いい物頂きました!有難うございます!ご冥福をお祈りいたします!
拾った剣はとりあえず穴の入り口に立て掛けておいて、探索の続きをします。
持ってかないのは危ないからですね。鞘も無いし柄も不十分だと、ダイゴロー号に入れても籠を破るかもしれませんしね。帰りにピックアップする事にします。
次にどっちに行くか迷ったんですが、幅1.5m程の手摺の無い、しかも足場も悪いアーチ型の橋を渡る気がおきません。
ので、必然的に道なり真っすぐです。
ですが行き止まり・・・何も無し。
怖いな~、行きたくないな~・・・
岩棚の通路から下を覗くと、10mは無いかも知れませんが、それなりの高さは有ります。

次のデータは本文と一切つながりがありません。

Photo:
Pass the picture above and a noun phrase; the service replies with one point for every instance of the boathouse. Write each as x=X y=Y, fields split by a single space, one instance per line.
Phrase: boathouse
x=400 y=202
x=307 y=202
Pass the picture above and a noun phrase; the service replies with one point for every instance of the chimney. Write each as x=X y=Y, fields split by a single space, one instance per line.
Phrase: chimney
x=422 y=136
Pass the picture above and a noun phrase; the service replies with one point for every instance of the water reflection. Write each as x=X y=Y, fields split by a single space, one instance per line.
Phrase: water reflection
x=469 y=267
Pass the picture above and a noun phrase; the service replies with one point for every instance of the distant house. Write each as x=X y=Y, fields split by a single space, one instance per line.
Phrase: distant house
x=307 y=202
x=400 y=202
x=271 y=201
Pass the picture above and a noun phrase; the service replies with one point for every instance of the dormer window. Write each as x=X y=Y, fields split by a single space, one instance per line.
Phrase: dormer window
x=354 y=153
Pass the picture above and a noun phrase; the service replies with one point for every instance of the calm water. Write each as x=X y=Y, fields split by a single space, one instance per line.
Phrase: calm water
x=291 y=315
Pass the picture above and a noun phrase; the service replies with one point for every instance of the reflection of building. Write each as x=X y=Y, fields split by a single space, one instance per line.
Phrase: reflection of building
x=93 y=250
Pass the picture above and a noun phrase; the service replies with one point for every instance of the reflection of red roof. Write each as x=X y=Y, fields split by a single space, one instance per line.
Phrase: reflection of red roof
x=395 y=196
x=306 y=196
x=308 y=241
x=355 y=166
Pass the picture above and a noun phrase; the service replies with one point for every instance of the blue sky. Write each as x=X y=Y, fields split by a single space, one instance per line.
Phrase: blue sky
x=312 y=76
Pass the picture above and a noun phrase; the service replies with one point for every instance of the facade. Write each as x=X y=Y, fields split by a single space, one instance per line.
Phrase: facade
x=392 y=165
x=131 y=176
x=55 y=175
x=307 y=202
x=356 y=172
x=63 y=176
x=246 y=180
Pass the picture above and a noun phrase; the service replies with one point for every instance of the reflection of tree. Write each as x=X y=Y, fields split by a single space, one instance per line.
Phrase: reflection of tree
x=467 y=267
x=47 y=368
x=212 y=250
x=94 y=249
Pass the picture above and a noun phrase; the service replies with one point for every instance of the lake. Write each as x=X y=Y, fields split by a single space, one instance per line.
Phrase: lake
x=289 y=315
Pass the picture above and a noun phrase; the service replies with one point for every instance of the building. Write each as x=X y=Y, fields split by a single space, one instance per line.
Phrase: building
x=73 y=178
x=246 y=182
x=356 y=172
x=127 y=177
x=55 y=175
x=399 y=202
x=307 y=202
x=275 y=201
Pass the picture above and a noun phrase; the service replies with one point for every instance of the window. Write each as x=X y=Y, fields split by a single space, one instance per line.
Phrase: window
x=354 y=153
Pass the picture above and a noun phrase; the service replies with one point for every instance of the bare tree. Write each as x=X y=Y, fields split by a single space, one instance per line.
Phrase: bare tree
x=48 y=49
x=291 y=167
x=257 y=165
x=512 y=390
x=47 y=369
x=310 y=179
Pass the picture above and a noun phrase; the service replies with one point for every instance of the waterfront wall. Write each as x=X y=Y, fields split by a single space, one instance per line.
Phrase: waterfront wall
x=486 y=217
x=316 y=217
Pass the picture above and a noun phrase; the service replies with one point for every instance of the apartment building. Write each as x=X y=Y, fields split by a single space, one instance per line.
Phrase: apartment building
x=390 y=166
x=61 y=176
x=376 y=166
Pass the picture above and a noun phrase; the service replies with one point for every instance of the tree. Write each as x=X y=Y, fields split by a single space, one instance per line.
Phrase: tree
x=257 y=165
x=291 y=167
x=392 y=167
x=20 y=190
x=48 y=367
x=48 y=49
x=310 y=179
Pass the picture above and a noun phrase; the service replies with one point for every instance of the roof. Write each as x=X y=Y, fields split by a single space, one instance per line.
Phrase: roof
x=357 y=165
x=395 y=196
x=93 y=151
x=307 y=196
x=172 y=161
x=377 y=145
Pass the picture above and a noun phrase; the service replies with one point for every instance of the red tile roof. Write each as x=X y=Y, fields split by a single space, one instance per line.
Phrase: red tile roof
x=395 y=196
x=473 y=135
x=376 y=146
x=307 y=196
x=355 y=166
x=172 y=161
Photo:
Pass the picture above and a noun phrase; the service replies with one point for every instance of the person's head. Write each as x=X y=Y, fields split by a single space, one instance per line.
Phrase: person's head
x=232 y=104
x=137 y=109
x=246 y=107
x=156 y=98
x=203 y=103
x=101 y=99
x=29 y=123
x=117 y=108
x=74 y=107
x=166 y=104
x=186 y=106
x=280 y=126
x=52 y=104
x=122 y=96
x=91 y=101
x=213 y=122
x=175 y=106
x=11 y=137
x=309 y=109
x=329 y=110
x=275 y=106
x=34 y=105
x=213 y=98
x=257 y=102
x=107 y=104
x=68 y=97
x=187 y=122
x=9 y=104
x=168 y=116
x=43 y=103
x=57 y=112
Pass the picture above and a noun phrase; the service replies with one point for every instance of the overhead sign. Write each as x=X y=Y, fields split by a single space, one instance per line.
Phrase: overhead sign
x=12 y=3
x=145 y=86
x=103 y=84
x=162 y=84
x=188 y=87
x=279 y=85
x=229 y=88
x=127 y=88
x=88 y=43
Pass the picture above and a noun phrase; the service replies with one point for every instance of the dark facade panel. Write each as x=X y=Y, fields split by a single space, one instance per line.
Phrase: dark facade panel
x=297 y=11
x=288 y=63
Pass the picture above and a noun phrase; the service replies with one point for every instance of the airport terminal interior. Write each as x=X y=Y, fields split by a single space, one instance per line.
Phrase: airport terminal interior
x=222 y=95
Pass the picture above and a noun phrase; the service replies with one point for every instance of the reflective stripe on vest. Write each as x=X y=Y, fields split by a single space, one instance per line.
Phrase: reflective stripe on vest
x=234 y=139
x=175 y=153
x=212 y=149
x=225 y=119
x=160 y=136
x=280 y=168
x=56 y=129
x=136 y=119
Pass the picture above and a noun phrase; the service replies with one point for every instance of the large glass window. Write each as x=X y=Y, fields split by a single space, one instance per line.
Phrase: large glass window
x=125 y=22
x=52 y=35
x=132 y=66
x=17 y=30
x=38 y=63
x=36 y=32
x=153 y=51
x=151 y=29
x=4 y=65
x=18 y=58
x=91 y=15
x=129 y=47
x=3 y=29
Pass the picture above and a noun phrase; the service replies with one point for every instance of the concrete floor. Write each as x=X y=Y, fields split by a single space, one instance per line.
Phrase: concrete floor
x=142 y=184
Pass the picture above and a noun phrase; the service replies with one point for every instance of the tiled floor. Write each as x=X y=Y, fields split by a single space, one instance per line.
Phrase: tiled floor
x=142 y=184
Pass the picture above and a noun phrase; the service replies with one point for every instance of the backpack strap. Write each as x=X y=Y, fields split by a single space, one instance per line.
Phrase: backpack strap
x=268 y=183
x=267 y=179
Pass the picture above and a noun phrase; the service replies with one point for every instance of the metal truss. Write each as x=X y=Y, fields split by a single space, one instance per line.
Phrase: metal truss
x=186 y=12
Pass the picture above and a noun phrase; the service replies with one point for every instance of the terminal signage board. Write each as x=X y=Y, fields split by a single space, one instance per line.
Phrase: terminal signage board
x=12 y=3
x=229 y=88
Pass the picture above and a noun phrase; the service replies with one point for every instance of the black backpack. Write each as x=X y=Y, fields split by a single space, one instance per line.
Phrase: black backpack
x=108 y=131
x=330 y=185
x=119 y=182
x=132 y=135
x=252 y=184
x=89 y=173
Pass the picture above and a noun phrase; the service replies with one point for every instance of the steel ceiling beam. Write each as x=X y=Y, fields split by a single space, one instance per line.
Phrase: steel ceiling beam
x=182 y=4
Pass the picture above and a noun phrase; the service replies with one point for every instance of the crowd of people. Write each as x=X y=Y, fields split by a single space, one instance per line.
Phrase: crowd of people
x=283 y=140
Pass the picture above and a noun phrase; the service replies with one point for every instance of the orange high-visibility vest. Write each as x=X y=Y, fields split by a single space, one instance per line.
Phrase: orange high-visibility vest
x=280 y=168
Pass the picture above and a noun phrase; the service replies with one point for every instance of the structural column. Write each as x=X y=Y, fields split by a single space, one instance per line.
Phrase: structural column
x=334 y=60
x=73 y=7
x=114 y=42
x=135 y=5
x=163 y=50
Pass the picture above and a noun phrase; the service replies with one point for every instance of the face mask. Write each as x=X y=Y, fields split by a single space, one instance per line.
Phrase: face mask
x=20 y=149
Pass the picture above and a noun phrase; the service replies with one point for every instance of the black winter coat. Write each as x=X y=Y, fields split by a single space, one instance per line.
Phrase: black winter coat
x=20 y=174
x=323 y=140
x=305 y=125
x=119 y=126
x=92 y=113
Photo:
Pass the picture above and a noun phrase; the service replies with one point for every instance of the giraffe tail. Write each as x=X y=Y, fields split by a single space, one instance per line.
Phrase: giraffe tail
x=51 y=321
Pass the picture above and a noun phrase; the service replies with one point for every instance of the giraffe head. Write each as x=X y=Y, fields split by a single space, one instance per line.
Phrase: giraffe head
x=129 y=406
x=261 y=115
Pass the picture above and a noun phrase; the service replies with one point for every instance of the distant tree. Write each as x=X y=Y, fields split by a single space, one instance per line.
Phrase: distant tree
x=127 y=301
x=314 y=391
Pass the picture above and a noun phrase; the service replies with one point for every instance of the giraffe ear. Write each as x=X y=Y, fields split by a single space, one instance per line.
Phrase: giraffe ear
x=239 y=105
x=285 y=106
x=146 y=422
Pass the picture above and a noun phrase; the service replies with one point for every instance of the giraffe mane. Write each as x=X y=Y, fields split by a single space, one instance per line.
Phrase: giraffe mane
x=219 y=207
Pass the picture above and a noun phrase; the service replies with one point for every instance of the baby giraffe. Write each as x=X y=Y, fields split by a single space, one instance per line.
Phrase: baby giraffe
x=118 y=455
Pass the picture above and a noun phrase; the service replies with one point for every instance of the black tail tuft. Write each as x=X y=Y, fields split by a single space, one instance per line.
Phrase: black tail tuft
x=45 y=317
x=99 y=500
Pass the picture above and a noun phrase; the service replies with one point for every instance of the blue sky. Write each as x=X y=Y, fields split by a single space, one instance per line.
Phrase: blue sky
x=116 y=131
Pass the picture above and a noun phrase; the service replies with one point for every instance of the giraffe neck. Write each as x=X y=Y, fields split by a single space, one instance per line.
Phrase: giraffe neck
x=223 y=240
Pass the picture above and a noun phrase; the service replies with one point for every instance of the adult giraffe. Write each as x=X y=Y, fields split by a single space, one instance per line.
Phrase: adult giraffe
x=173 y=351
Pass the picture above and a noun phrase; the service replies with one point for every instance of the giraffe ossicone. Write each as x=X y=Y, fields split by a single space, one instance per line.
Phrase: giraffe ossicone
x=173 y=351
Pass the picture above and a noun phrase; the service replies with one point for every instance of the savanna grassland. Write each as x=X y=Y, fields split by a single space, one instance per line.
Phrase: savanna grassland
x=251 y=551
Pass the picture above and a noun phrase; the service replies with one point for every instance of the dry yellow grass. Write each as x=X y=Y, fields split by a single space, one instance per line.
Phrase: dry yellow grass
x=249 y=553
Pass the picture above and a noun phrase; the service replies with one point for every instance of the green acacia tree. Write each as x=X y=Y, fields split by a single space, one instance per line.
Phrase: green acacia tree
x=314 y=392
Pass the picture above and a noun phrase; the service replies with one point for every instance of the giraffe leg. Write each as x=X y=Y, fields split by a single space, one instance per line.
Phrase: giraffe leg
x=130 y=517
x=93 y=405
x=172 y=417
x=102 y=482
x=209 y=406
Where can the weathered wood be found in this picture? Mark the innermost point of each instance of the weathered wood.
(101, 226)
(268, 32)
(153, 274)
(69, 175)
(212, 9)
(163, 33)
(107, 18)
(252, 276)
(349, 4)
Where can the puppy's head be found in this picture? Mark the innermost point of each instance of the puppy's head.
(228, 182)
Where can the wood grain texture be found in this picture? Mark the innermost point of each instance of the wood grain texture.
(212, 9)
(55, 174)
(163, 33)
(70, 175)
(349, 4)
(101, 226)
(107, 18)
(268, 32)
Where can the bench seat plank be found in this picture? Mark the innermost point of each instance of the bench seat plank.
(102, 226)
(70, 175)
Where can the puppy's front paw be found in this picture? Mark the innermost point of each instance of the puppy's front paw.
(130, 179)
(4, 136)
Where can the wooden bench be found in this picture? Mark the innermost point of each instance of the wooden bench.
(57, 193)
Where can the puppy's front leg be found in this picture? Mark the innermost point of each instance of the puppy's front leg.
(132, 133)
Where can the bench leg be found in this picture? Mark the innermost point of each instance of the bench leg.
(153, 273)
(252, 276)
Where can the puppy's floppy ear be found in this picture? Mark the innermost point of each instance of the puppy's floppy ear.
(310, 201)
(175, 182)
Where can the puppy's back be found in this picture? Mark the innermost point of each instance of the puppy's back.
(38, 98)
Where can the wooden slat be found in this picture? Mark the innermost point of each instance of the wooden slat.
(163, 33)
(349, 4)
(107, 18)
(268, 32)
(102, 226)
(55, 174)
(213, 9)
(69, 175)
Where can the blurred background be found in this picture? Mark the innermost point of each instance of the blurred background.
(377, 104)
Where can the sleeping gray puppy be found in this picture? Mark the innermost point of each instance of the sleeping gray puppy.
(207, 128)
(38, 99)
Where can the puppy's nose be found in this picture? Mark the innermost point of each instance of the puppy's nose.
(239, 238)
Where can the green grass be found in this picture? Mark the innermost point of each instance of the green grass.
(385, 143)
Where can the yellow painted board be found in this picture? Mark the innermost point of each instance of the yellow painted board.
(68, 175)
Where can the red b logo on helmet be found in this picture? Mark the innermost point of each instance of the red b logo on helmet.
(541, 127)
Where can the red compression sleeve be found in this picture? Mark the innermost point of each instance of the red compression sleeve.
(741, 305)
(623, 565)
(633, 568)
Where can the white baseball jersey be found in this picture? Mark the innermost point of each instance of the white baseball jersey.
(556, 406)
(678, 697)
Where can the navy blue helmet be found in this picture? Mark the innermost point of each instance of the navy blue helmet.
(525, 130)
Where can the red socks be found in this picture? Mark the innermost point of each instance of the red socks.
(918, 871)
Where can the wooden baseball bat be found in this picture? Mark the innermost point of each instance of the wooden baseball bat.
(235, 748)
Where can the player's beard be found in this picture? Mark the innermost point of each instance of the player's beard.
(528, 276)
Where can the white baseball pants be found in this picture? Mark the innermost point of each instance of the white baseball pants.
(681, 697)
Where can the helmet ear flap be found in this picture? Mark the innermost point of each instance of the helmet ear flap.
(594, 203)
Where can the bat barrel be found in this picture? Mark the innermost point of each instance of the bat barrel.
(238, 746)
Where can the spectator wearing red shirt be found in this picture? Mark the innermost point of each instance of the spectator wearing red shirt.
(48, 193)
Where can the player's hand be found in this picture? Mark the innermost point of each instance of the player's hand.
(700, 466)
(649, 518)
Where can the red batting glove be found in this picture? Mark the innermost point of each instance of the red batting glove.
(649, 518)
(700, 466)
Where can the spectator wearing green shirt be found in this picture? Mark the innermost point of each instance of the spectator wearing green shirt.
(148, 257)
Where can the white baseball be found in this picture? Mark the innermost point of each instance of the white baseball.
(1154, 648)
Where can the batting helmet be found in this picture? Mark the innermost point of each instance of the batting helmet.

道幅は約1.5m、ダイゴロー号の車幅は約1m。感覚的にはほぼギリギリです。
それでも覚悟をきめて渡って行きます。視線は真っすぐ、下は見ません!
無心で橋を渡り切り、向こう側へ着くなりまた人骨。
大昔の冒険者でしょうかね。ひょっとして昨日の親蜘蛛みたいなのを剣や槍で退治しようとしたんでしょうか。
僕には逆立ちしたって出来そうにありません。
まあ、逆立ちしたら大概の事は出来なくなるんですけどね!
昔はこの森にも人が住んでたのでしょうか、それともわざわざ危険な森を越えてここまで来たんでしょうか。
僕には想像する事しか出来ません。
遺品は全て腐食か破損しており、使えそうな物は有りませんでした。ただ、数枚のコインが落ちていたので、一応拾っておきます。
そうやって空中回廊を幾つも渡り、行けるところまで行くと、ほぼ天蓋の部分まで上って来ることができました。
幾人か分の骨も転がっていましたが、使えそうな遺品は有りませんでした。
ここで何があってどんなドラマが展開されていたのか・・・今では静かに横たわる骨が知るのみです。
親蜘蛛の巣らしき物が掛かっている場所を抜けると、堆く積まれた埃塗れの宝の山が有りました。
絵に描いたような宝の山です。
たくさんの金貨、緑青の浮いた銀貨、金の壺、宝飾類、黄金の装飾剣、宝石なんか石ころのように転がってます。
それを見ると、不思議と泣けてきました。
莫大な財宝です。元の世界なら子孫七代にまで遊んで暮らせるかも知れない宝でしょう。
ですが、なんの感動も有りません。
僕にとっては何の価値も無い財宝なんです。
人がいて、取引出来なければ何の意味も無い鉱物の山。